Borghesan is a University of Michigan Law School graduate who arrived in Alaska 11 1/2 years ago. He worked as a clerk for Alaska Supreme Court Justice Daniel Winfree, then in the Department of Law as a special assistant to attorney general Dan Sullivan (now a U.S. senator), then as an assistant attorney general.

Crosby grew up in Sitka, attended college in California and graduated from Gonzaga University’s law school in 1996. She clerked for an Anchorage Superior Court judge, operated her own law firm and worked as president of the Alaska Bar Foundation. She was appointed a Superior Court judge by Gov. Bill Walker in 2015.

Stuart Henderson grew up in San Diego and attended Claremont McKenna College and Yale Law School. She worked as a clerk for former Alaska Supreme Court Justice Warren Matthews, clerked for the Ninth Circuit Court of Appeals, then returned to Alaska to work as an assistant district attorney in Anchorage. She worked in private practice and was appointed to Anchorage District Court by Gov. Sean Parnell in 2012. Gov. Bill Walker appointed her to Anchorage Superior Court in May 2017.

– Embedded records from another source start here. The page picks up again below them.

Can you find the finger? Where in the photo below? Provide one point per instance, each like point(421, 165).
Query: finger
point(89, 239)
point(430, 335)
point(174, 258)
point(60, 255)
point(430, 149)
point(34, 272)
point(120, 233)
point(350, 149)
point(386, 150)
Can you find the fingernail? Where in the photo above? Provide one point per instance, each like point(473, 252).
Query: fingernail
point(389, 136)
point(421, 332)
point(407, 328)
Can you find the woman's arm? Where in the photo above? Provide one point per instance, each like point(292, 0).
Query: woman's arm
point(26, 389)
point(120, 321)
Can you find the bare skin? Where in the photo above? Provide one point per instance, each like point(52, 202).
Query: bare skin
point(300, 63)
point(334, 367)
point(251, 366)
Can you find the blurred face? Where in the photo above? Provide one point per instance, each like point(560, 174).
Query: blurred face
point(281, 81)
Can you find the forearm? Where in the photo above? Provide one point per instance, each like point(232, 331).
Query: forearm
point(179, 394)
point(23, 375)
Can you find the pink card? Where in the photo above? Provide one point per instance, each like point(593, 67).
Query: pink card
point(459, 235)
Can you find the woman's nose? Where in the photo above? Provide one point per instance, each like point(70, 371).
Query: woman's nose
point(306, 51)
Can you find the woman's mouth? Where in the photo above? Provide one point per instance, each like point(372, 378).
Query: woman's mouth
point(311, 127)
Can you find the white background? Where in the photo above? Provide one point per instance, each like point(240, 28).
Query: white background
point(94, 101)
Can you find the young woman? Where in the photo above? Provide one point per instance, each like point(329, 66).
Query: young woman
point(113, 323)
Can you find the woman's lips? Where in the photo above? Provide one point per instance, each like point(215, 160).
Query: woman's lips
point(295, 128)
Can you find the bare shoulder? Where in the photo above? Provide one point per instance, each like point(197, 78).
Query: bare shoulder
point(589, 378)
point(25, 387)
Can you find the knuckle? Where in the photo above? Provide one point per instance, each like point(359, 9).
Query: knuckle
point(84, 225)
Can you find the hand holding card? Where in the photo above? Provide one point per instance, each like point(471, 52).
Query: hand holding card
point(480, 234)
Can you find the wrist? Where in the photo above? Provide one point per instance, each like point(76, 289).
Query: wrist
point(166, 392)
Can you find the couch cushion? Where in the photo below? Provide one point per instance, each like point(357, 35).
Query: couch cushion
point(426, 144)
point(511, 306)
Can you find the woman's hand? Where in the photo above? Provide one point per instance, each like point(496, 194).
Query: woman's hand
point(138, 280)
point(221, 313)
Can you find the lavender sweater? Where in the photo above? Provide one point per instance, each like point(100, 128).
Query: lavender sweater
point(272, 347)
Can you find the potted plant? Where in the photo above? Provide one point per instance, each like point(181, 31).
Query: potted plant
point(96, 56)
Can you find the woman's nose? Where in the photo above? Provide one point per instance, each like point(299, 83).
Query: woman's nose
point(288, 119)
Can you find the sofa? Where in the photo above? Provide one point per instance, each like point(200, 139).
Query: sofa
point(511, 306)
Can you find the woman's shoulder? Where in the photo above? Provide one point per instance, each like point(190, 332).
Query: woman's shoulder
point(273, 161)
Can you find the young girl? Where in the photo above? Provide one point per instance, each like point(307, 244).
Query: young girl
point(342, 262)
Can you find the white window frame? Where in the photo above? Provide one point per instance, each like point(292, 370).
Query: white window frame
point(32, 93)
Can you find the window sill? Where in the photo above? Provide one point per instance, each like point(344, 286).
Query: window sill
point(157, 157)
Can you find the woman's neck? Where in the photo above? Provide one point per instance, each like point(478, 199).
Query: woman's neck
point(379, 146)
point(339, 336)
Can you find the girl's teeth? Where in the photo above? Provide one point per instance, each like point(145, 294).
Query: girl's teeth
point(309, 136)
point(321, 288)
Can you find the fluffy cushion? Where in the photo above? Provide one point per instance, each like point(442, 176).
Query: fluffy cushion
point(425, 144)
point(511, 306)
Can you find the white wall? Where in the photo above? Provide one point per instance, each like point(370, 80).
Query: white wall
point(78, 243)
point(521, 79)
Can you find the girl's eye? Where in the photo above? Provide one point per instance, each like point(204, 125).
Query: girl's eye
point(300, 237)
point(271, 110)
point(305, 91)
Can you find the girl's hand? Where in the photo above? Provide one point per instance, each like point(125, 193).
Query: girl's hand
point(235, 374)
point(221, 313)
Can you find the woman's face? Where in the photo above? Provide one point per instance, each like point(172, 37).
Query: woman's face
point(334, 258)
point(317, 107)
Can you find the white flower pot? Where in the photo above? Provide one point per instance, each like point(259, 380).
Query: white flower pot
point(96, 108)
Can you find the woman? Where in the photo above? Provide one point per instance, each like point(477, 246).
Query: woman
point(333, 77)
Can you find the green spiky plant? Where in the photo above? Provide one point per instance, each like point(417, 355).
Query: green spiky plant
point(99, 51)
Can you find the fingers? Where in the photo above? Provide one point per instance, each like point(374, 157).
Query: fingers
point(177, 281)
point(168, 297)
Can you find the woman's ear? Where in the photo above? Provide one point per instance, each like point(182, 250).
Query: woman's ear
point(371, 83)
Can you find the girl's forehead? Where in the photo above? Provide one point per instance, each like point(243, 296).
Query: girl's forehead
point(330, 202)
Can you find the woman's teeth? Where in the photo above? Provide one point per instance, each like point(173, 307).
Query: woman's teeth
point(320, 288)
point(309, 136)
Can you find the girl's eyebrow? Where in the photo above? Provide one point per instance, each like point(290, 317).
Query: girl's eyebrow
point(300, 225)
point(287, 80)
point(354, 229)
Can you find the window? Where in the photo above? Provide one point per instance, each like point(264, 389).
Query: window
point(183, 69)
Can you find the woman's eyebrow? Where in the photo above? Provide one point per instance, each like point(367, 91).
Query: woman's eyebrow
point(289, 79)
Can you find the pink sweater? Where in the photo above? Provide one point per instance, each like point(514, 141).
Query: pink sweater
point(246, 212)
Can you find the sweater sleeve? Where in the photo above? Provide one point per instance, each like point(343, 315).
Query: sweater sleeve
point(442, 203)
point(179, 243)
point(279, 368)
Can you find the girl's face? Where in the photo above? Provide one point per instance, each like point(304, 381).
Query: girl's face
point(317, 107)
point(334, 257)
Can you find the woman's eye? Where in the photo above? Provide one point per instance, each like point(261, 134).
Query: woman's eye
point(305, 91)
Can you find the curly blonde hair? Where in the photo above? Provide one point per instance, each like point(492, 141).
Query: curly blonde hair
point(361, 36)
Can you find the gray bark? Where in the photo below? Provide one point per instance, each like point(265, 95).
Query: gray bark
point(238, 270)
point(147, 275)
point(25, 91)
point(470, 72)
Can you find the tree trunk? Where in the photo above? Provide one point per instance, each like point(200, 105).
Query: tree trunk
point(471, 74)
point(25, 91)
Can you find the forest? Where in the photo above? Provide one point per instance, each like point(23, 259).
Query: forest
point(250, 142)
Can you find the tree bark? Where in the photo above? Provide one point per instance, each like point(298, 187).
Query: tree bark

Yvonne Lamoureaux graduated from the University of Virginia law school in 2003 and moved to Anchorage in 2004. She worked as a clerk in federal court and Anchorage Superior Court, in private practice and then as a federal prosecutor. In 2017, she was appointed to the Anchorage Superior Court by Gov. Bill Walker.

Several of the state’s top legislators, including Senate President Cathy Giessel, R-Anchorage, Sen. Lyman Hoffman, D-Bethel, and Rep. John Lincoln, I-Kotzebue, unsuccessfully urged the council to nominate Roetman. In an opinion column, they said Roetman — a Mexican-American from Kotzebue — would provide needed diversity on the state’s highest court.

The column pointed out that the court is entirely white and all of its members are from either Anchorage or Fairbanks.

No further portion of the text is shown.